Just tell me how much time I have to wait

One of the things that irritate me particularly is to go to an office and being asked to wait. What makes me a bit angry in those situations is that I just have to wait, but don’t know how much time. Should I take my laptop out of my bag and start working a bit? Can I make that important phone call now, or will they come just when I start talking? I think people do not like the uncertainty that much. And this is even truer when it comes to administrative stuff. We just want to know how it will be done and how much time we are going to lose.

So as a business owner what can you do? When your staff asks people to wait, let them tell the client how much time they have to wait. It’s that stupid. But this simple trick has an enormous effect.

In one of his TED talks, Rory Sutherland explains the value of this simple tip:

The single best thing the London Underground did in terms of improving passenger satisfaction per pound spent wasn’t faster, more frequent, later running trains, it was putting dot matrix display boards on the platform to tell you how long you were going to have to wait for your next train.

Telling people how much time they have to wait is one of the cheapest ways to improve customer satisfaction. And here we have a real large-scale case study.
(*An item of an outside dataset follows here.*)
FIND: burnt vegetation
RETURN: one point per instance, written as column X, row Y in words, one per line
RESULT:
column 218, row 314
From simple to complex implementation

There are many ways of implementing this. You can just inform people when they enter and tell them how much time they have to wait. Like in Disneyland. Just put a sign saying: 20 minutes wait from here. If you have no queue, then let the receptionist tell each new visitor how much time he has to wait. If you have a bit of money, then do like the Swiss Post. Let people take a ticket and see when it’s their turn. If you do that, you have to be sure that people see clearly the screen showing the next number that will be served.

What we see here, is that the more you make it technological, the more problems you will have to solve. 

Just keep it super simple. Tell the average waiting time. But don’t forget to add a few extra minutes. You will make people happy when they see that you are faster than expected. As described in another article, you can manage frustration easily. Tell your customers to expect little from you. And then deliver more than what people expect.